Keywords

back pain, positioning, coronary angiography, nursing

 

Authors

  1. Bakhshi, Fateme

ABSTRACT

Background: Restoring patient homeostasis after coronary angiography, the gold standard diagnostic test for coronary heart disease is usually achieved by manual compression of the puncture site using a sandbag and prolonged bed rest. However, this process frequently results in patient complaints of back pain and discomfort.

 

Purpose: The aim of study was to assess the effect of positioning on patient outcomes after coronary angiography.

 

Methods: This study used a single-blind randomized control trial approach.

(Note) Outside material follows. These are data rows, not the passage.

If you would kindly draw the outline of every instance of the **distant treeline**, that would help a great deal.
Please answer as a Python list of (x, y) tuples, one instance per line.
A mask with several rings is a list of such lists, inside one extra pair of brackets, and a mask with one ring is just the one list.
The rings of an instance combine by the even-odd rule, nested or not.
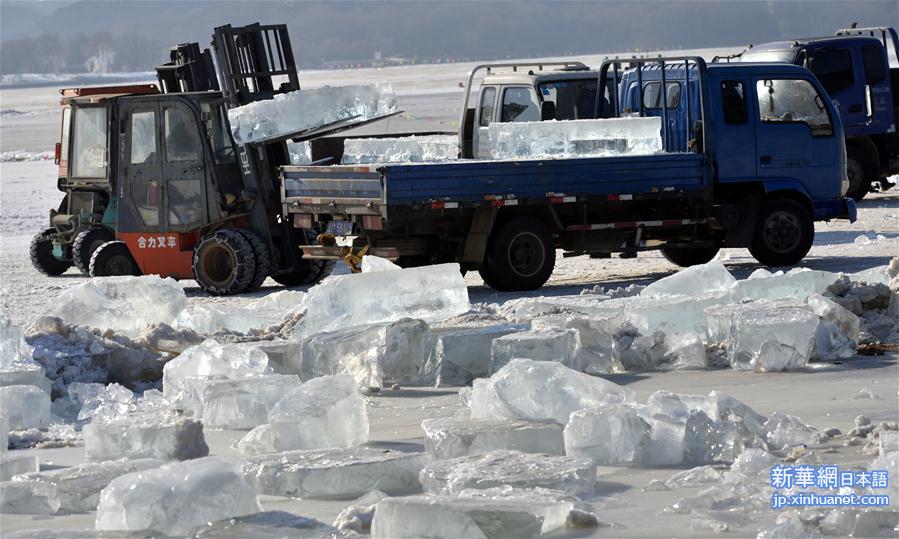
[(3, 74), (147, 71), (168, 58), (169, 44), (143, 35), (41, 34), (4, 40)]

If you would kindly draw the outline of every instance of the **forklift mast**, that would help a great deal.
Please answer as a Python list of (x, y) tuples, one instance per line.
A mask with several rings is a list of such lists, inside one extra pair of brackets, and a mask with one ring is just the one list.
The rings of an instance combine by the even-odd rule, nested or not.
[(156, 67), (156, 78), (164, 94), (218, 91), (215, 66), (209, 49), (200, 52), (197, 43), (172, 47), (171, 61)]

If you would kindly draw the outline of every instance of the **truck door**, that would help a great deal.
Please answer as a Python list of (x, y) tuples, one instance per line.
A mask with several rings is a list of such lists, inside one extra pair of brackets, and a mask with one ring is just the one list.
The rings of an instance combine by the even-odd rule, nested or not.
[(716, 124), (718, 136), (715, 137), (715, 152), (720, 156), (715, 161), (718, 181), (752, 181), (756, 178), (757, 160), (756, 122), (749, 116), (749, 111), (754, 107), (747, 99), (748, 95), (752, 95), (750, 79), (740, 76), (712, 79), (709, 87), (712, 94), (711, 116), (720, 116), (723, 120)]
[(846, 47), (813, 48), (806, 54), (808, 69), (815, 74), (840, 111), (846, 134), (855, 134), (863, 128), (868, 114), (865, 110), (865, 84), (860, 77), (859, 62), (853, 58), (853, 50)]
[(164, 230), (185, 232), (207, 222), (202, 124), (181, 101), (163, 101), (161, 107)]
[(815, 198), (840, 196), (832, 166), (842, 140), (834, 136), (827, 96), (811, 80), (753, 77), (757, 174), (768, 182), (798, 181)]
[(119, 159), (118, 232), (162, 230), (162, 159), (159, 105), (135, 102), (122, 105), (124, 131)]
[(474, 141), (471, 147), (474, 149), (475, 159), (490, 157), (490, 137), (488, 126), (494, 119), (496, 111), (496, 87), (484, 86), (481, 88), (481, 97), (478, 99), (478, 112), (475, 117)]

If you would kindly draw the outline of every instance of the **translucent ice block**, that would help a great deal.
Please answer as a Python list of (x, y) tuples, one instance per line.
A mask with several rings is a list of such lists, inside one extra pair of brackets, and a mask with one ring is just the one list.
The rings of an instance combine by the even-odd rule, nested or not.
[(737, 281), (732, 289), (733, 299), (777, 300), (782, 298), (805, 299), (812, 294), (821, 294), (839, 278), (839, 274), (829, 271), (795, 268), (788, 273), (775, 273), (758, 279)]
[(340, 120), (362, 121), (396, 110), (389, 84), (324, 86), (278, 94), (228, 110), (238, 144), (290, 135)]
[(454, 135), (348, 138), (343, 141), (341, 163), (422, 163), (449, 161), (458, 157), (459, 139)]
[(35, 386), (0, 387), (0, 409), (10, 430), (46, 427), (50, 423), (50, 395)]
[(291, 165), (312, 164), (312, 145), (309, 142), (288, 142), (287, 150), (290, 152)]
[(22, 455), (16, 451), (0, 455), (0, 481), (9, 481), (13, 477), (40, 469), (37, 455)]
[(432, 461), (422, 468), (419, 479), (425, 492), (434, 495), (453, 496), (465, 489), (505, 485), (581, 495), (594, 492), (596, 465), (590, 459), (574, 456), (492, 451)]
[(578, 354), (578, 332), (573, 329), (542, 329), (504, 335), (493, 341), (490, 371), (503, 368), (512, 358), (534, 361), (557, 361), (575, 367)]
[(614, 370), (615, 335), (625, 323), (624, 316), (609, 312), (597, 315), (560, 314), (535, 318), (531, 327), (573, 329), (578, 333), (577, 359), (572, 367), (581, 372), (608, 373)]
[(649, 155), (662, 151), (658, 117), (501, 122), (489, 127), (493, 159)]
[(434, 348), (423, 374), (437, 387), (462, 386), (489, 376), (493, 341), (524, 329), (523, 324), (432, 329)]
[(203, 424), (170, 408), (139, 409), (114, 417), (94, 417), (82, 430), (90, 462), (120, 458), (186, 460), (204, 457), (209, 447)]
[(32, 353), (22, 329), (0, 314), (0, 386), (31, 385), (50, 394), (50, 380)]
[(183, 536), (208, 522), (261, 510), (238, 461), (207, 457), (113, 479), (100, 494), (96, 528)]
[(641, 296), (683, 295), (695, 296), (711, 291), (727, 291), (737, 282), (718, 260), (683, 269), (649, 284)]
[(565, 454), (597, 464), (634, 464), (643, 459), (652, 426), (631, 404), (578, 410), (565, 426)]
[(269, 411), (301, 384), (292, 374), (269, 374), (238, 380), (198, 380), (196, 394), (203, 425), (252, 429), (268, 422)]
[(369, 491), (344, 507), (334, 519), (334, 527), (339, 530), (371, 534), (371, 522), (375, 508), (387, 495), (380, 490)]
[(806, 425), (793, 415), (774, 412), (762, 426), (762, 435), (771, 449), (784, 449), (805, 444), (812, 445), (823, 439), (821, 431)]
[(424, 453), (353, 447), (286, 451), (247, 459), (244, 473), (259, 494), (352, 499), (370, 490), (408, 494), (420, 488)]
[(9, 415), (5, 410), (0, 410), (0, 453), (6, 453), (9, 449)]
[(735, 369), (773, 372), (799, 369), (811, 358), (819, 318), (803, 307), (761, 307), (734, 316), (727, 343)]
[(305, 301), (304, 292), (281, 290), (240, 306), (192, 305), (178, 317), (178, 325), (200, 334), (259, 332), (302, 310)]
[(576, 410), (633, 400), (630, 389), (561, 363), (513, 359), (489, 379), (475, 380), (471, 416), (564, 425)]
[(52, 515), (58, 510), (59, 497), (52, 485), (23, 481), (0, 483), (0, 513)]
[(339, 537), (336, 528), (314, 518), (286, 511), (263, 511), (245, 517), (228, 518), (194, 528), (191, 539), (330, 539)]
[(562, 426), (511, 419), (433, 418), (421, 423), (425, 451), (432, 459), (451, 459), (497, 449), (563, 455)]

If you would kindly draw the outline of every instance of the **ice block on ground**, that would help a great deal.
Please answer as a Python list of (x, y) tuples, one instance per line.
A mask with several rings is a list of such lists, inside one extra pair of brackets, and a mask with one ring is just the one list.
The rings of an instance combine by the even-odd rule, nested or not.
[(396, 96), (389, 84), (324, 86), (229, 109), (228, 120), (234, 140), (247, 144), (341, 120), (361, 122), (395, 110)]
[(288, 142), (287, 151), (290, 152), (290, 164), (311, 165), (312, 164), (312, 145), (308, 141)]
[(348, 374), (360, 387), (411, 382), (425, 360), (427, 334), (427, 324), (409, 318), (318, 333), (303, 343), (298, 374)]
[(284, 395), (269, 423), (240, 439), (245, 455), (295, 449), (351, 447), (368, 441), (368, 415), (350, 376), (314, 378)]
[(493, 159), (563, 159), (661, 152), (658, 117), (501, 122), (489, 127)]
[(277, 326), (303, 309), (306, 293), (281, 290), (239, 307), (221, 304), (192, 305), (178, 317), (178, 326), (200, 334), (252, 333)]
[(31, 385), (50, 394), (50, 380), (32, 354), (22, 329), (0, 314), (0, 387)]
[(718, 260), (683, 269), (646, 286), (641, 296), (696, 296), (711, 291), (727, 291), (737, 280)]
[(453, 496), (465, 489), (500, 486), (541, 487), (581, 495), (594, 492), (596, 465), (581, 457), (501, 450), (432, 461), (422, 468), (419, 479), (425, 492), (434, 495)]
[(858, 349), (859, 319), (842, 305), (815, 294), (807, 299), (808, 308), (821, 323), (815, 335), (814, 359), (849, 359)]
[(432, 459), (451, 459), (497, 449), (564, 455), (562, 426), (511, 419), (432, 418), (421, 423), (425, 451)]
[(252, 429), (267, 423), (269, 411), (301, 383), (292, 374), (194, 382), (204, 427), (225, 429)]
[(17, 361), (0, 366), (0, 387), (34, 386), (49, 395), (51, 385), (50, 379), (44, 375), (44, 368), (35, 361)]
[(608, 373), (617, 368), (614, 360), (615, 335), (625, 323), (617, 313), (601, 315), (548, 315), (535, 318), (531, 328), (573, 329), (578, 333), (577, 359), (575, 370), (590, 374)]
[(818, 316), (803, 307), (740, 311), (727, 342), (728, 361), (735, 369), (758, 372), (802, 368), (814, 350), (818, 324)]
[(59, 496), (52, 485), (25, 481), (0, 483), (0, 514), (52, 515), (57, 511)]
[(6, 413), (10, 430), (50, 424), (50, 395), (32, 385), (0, 387), (0, 409)]
[(309, 289), (300, 335), (413, 318), (431, 323), (467, 312), (458, 264), (332, 276)]
[(744, 433), (737, 424), (693, 410), (686, 423), (684, 461), (689, 464), (733, 462), (743, 450), (744, 442)]
[(100, 491), (113, 479), (127, 473), (149, 470), (164, 465), (155, 459), (120, 459), (102, 463), (79, 464), (69, 468), (26, 473), (15, 478), (27, 488), (37, 489), (39, 496), (49, 486), (59, 500), (59, 510), (66, 513), (93, 511), (100, 502)]
[(263, 511), (194, 528), (191, 539), (334, 539), (337, 528), (286, 511)]
[(459, 157), (455, 135), (394, 138), (348, 138), (343, 142), (344, 165), (372, 163), (422, 163)]
[(353, 500), (334, 519), (334, 527), (339, 530), (371, 534), (371, 521), (375, 518), (375, 508), (387, 495), (380, 490), (372, 490)]
[(767, 480), (771, 474), (771, 468), (780, 463), (780, 459), (764, 449), (750, 447), (744, 449), (740, 456), (734, 460), (724, 476), (725, 483), (738, 483), (743, 480), (760, 481)]
[(633, 392), (554, 361), (513, 359), (486, 380), (475, 380), (471, 416), (549, 420), (564, 425), (571, 412), (633, 401)]
[(839, 278), (829, 271), (794, 268), (788, 273), (775, 273), (768, 277), (737, 281), (731, 289), (734, 301), (778, 300), (797, 298), (803, 300), (812, 294), (821, 294)]
[(642, 462), (652, 426), (631, 404), (607, 404), (575, 411), (565, 426), (565, 454), (597, 464)]
[(172, 325), (187, 306), (181, 285), (155, 275), (103, 277), (69, 288), (53, 300), (45, 316), (137, 337), (149, 324)]
[(37, 455), (22, 455), (17, 451), (0, 455), (0, 481), (9, 481), (16, 475), (36, 472), (39, 469)]
[(806, 425), (794, 415), (774, 412), (762, 425), (762, 436), (771, 449), (784, 449), (797, 445), (819, 443), (823, 434), (818, 429)]
[(666, 335), (667, 359), (675, 369), (704, 369), (709, 357), (702, 339), (695, 333)]
[(353, 447), (286, 451), (250, 457), (244, 474), (259, 494), (352, 499), (370, 490), (408, 494), (420, 489), (424, 453)]
[(512, 358), (557, 361), (575, 367), (578, 332), (573, 329), (542, 329), (504, 335), (493, 341), (490, 372), (503, 368)]
[(209, 447), (203, 423), (175, 413), (165, 403), (97, 417), (84, 426), (84, 454), (90, 462), (120, 458), (187, 460), (204, 457)]
[(433, 347), (429, 347), (422, 376), (436, 387), (463, 386), (489, 376), (493, 341), (525, 329), (523, 324), (432, 328)]
[(372, 539), (499, 539), (572, 533), (598, 525), (596, 517), (565, 493), (543, 489), (498, 490), (490, 495), (388, 498), (375, 509)]
[(9, 449), (9, 415), (0, 410), (0, 453)]
[(208, 522), (261, 510), (238, 461), (207, 457), (113, 479), (100, 494), (96, 527), (183, 536)]

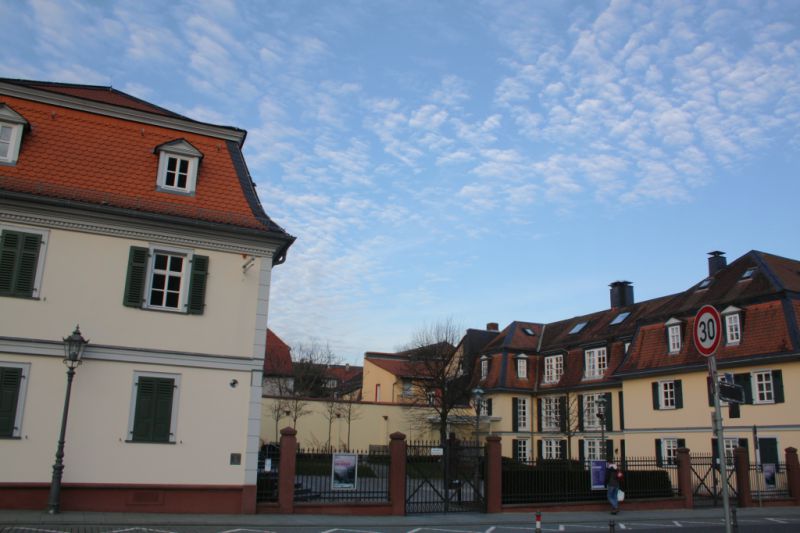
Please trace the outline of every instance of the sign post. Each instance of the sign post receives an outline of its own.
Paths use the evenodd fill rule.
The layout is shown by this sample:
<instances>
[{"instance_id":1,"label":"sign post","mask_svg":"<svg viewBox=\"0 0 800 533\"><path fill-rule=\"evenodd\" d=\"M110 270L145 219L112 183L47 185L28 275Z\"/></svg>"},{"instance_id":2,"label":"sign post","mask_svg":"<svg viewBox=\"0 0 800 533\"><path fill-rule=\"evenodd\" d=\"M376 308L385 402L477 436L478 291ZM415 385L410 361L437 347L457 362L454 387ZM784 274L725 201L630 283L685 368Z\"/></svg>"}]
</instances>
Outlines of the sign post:
<instances>
[{"instance_id":1,"label":"sign post","mask_svg":"<svg viewBox=\"0 0 800 533\"><path fill-rule=\"evenodd\" d=\"M717 377L717 358L714 353L722 338L722 319L719 312L710 305L700 308L694 317L692 330L694 346L701 355L708 358L708 372L714 387L714 416L712 417L714 435L717 437L717 461L722 478L722 506L725 513L725 533L731 533L731 505L728 495L728 468L725 457L725 436L722 430L722 409L719 404L719 378Z\"/></svg>"}]
</instances>

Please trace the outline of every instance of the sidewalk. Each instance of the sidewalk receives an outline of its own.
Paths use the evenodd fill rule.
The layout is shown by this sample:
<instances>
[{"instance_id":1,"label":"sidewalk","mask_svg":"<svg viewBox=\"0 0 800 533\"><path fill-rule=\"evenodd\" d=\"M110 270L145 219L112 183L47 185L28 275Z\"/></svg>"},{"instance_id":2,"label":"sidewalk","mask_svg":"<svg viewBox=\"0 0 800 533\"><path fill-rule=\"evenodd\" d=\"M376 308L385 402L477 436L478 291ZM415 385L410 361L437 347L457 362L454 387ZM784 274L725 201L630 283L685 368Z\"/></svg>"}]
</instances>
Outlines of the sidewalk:
<instances>
[{"instance_id":1,"label":"sidewalk","mask_svg":"<svg viewBox=\"0 0 800 533\"><path fill-rule=\"evenodd\" d=\"M793 518L800 520L800 507L749 507L737 510L738 518ZM622 511L612 516L606 512L551 512L542 514L543 524L608 524L622 521L722 519L722 508ZM254 527L320 527L353 529L367 527L447 526L485 530L490 526L535 525L533 513L450 513L410 516L333 516L333 515L205 515L153 513L84 513L0 510L1 526L254 526Z\"/></svg>"}]
</instances>

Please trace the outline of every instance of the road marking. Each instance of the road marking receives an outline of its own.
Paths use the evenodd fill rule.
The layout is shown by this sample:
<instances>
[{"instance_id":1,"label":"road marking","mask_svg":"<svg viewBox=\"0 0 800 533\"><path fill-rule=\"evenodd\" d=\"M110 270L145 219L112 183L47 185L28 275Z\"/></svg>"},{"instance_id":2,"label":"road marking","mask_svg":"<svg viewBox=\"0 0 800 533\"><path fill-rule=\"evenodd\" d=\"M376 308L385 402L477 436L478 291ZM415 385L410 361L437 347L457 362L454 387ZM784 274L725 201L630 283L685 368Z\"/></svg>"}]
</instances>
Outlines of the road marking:
<instances>
[{"instance_id":1,"label":"road marking","mask_svg":"<svg viewBox=\"0 0 800 533\"><path fill-rule=\"evenodd\" d=\"M126 529L112 529L108 533L133 533L134 531L143 531L150 533L176 533L175 531L167 531L166 529L150 529L146 527L129 527Z\"/></svg>"},{"instance_id":2,"label":"road marking","mask_svg":"<svg viewBox=\"0 0 800 533\"><path fill-rule=\"evenodd\" d=\"M788 524L786 520L780 520L778 518L765 518L764 520L771 520L773 522L777 522L778 524Z\"/></svg>"},{"instance_id":3,"label":"road marking","mask_svg":"<svg viewBox=\"0 0 800 533\"><path fill-rule=\"evenodd\" d=\"M421 529L421 528L420 528ZM341 528L333 528L328 529L327 531L323 531L322 533L333 533L334 531L351 531L353 533L380 533L379 531L368 531L364 529L341 529ZM419 531L419 529L415 529L414 531ZM411 532L409 532L411 533Z\"/></svg>"},{"instance_id":4,"label":"road marking","mask_svg":"<svg viewBox=\"0 0 800 533\"><path fill-rule=\"evenodd\" d=\"M58 529L37 529L33 527L17 527L14 529L19 529L20 531L35 531L36 533L67 533L66 531Z\"/></svg>"},{"instance_id":5,"label":"road marking","mask_svg":"<svg viewBox=\"0 0 800 533\"><path fill-rule=\"evenodd\" d=\"M675 524L675 527L683 527L677 520L673 520L672 523Z\"/></svg>"},{"instance_id":6,"label":"road marking","mask_svg":"<svg viewBox=\"0 0 800 533\"><path fill-rule=\"evenodd\" d=\"M270 531L269 529L226 529L225 531L220 531L219 533L275 533L275 531Z\"/></svg>"},{"instance_id":7,"label":"road marking","mask_svg":"<svg viewBox=\"0 0 800 533\"><path fill-rule=\"evenodd\" d=\"M492 533L492 531L494 531L494 530L495 530L495 526L492 526L489 529L487 529L485 533Z\"/></svg>"}]
</instances>

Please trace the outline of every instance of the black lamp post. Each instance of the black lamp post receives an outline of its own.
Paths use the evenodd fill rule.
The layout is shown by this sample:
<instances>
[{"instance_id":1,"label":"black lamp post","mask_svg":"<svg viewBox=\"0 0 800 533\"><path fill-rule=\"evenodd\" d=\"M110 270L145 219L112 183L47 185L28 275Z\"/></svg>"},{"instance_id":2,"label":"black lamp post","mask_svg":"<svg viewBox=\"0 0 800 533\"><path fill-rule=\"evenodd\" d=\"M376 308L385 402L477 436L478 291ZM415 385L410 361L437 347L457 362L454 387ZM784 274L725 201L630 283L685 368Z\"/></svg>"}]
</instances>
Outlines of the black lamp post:
<instances>
[{"instance_id":1,"label":"black lamp post","mask_svg":"<svg viewBox=\"0 0 800 533\"><path fill-rule=\"evenodd\" d=\"M606 402L601 398L597 402L597 419L600 420L600 445L603 447L603 460L608 463L608 446L606 446Z\"/></svg>"},{"instance_id":2,"label":"black lamp post","mask_svg":"<svg viewBox=\"0 0 800 533\"><path fill-rule=\"evenodd\" d=\"M483 400L483 389L476 387L472 389L472 399L475 404L475 442L478 443L478 431L481 424L481 401Z\"/></svg>"},{"instance_id":3,"label":"black lamp post","mask_svg":"<svg viewBox=\"0 0 800 533\"><path fill-rule=\"evenodd\" d=\"M72 392L72 378L75 368L81 364L83 349L89 343L81 335L80 326L75 326L72 335L64 339L64 364L67 365L67 394L64 398L64 411L61 414L61 434L58 438L56 462L53 465L53 482L50 485L50 500L47 512L56 514L61 506L61 476L64 474L64 438L67 433L67 415L69 414L69 395Z\"/></svg>"}]
</instances>

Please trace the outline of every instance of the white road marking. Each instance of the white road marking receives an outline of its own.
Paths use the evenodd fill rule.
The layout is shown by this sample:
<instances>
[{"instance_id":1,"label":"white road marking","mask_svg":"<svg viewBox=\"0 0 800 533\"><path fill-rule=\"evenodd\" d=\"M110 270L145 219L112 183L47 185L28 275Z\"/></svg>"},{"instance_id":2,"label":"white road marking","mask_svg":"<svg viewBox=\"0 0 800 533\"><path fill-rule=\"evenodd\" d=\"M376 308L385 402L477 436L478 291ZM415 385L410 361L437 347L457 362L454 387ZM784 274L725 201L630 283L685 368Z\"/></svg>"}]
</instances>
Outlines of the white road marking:
<instances>
[{"instance_id":1,"label":"white road marking","mask_svg":"<svg viewBox=\"0 0 800 533\"><path fill-rule=\"evenodd\" d=\"M227 529L219 533L275 533L269 529Z\"/></svg>"},{"instance_id":2,"label":"white road marking","mask_svg":"<svg viewBox=\"0 0 800 533\"><path fill-rule=\"evenodd\" d=\"M677 520L673 520L672 523L675 524L675 527L683 527Z\"/></svg>"},{"instance_id":3,"label":"white road marking","mask_svg":"<svg viewBox=\"0 0 800 533\"><path fill-rule=\"evenodd\" d=\"M490 527L489 529L487 529L487 530L485 531L485 533L492 533L492 531L494 531L495 529L496 529L496 528L495 528L495 526L492 526L492 527Z\"/></svg>"},{"instance_id":4,"label":"white road marking","mask_svg":"<svg viewBox=\"0 0 800 533\"><path fill-rule=\"evenodd\" d=\"M128 533L134 531L144 531L150 533L176 533L175 531L167 531L165 529L150 529L146 527L129 527L127 529L112 529L108 533Z\"/></svg>"},{"instance_id":5,"label":"white road marking","mask_svg":"<svg viewBox=\"0 0 800 533\"><path fill-rule=\"evenodd\" d=\"M19 529L20 531L35 531L36 533L67 533L66 531L58 529L37 529L33 527L18 527L15 529Z\"/></svg>"},{"instance_id":6,"label":"white road marking","mask_svg":"<svg viewBox=\"0 0 800 533\"><path fill-rule=\"evenodd\" d=\"M328 529L327 531L323 531L322 533L333 533L334 531L351 531L352 533L380 533L379 531L368 531L364 529L341 529L341 528L333 528ZM418 530L415 530L418 531Z\"/></svg>"},{"instance_id":7,"label":"white road marking","mask_svg":"<svg viewBox=\"0 0 800 533\"><path fill-rule=\"evenodd\" d=\"M764 520L771 520L772 522L776 522L778 524L788 524L786 520L780 520L778 518L765 518Z\"/></svg>"}]
</instances>

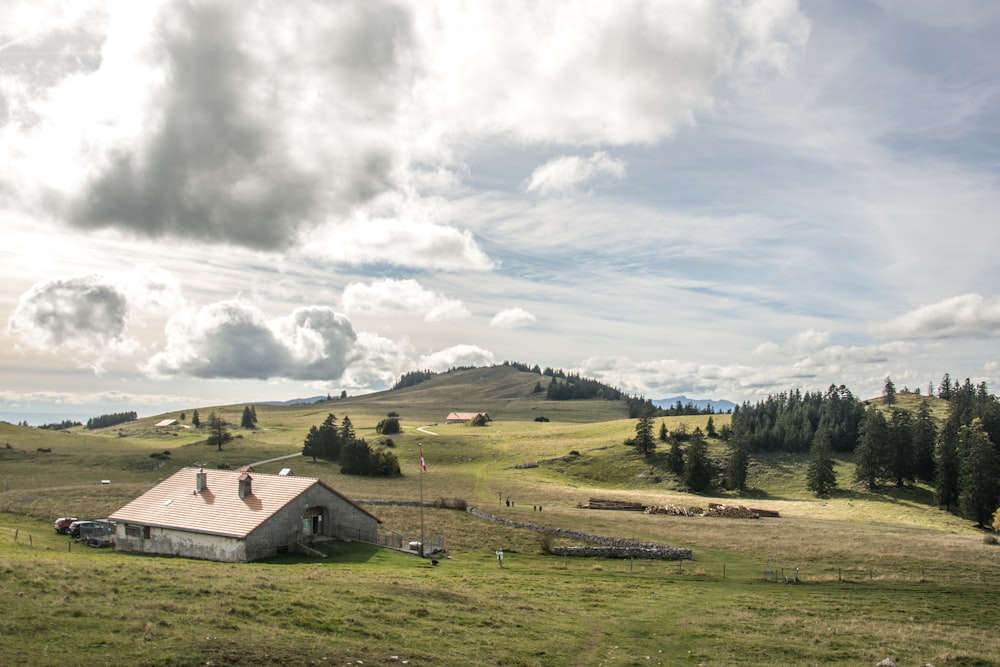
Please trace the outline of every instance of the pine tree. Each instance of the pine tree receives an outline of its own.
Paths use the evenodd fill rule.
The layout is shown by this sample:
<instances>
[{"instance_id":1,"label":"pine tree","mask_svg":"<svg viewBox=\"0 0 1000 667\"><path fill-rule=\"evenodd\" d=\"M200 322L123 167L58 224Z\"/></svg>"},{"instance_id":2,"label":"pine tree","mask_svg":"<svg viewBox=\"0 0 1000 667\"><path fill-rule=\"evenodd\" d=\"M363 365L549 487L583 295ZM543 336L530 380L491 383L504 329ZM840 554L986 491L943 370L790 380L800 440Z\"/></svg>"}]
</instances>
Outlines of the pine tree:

The sample consisted of 80 patients who had undergone a nonemergency coronary angiography via the femoral artery. Balanced block randomization was used to allocate participants into intervention and control groups. Routine care for the intervention group (n = 40) was adjusted to include the following: (1) intermittent changes to patient body and head position in bed during first 6 hours after catheterization, (2) reduction of sandbag compression time on the puncture site to 1 hour, and (3) regular examination for bleeding during the first 6 hours after catheterization. Intervention group participants were allowed to ambulate without restriction 6 hours after catheterization. Patients in the control group (n = 40) received routine care, consisting of (1) 6-24 hours of bed rest in the supine position with the affected leg fixed straight and immobilized and (2) sandbag compression on the puncture site for 6 hours. The main outcomes used in this study were level of back pain, discomfort, foot pain, bleeding, and hematoma.

 

Results: Intervention group patients had significantly less back pain and foot pain and higher comfort than the control group at the second, third, and sixth hour after catheterization (p = .00). There was no significant difference between the two groups in terms of amount of bleeding and hematoma (p > .05).

 

Conclusions: Findings suggest that changes in patient position may be safer in the early period of postcatheterization bed rest than currently indicated in standard practice protocols. Furthermore, limiting sandbag compression to 1 hour has no measurable effect on the incidence and severity of vascular complications.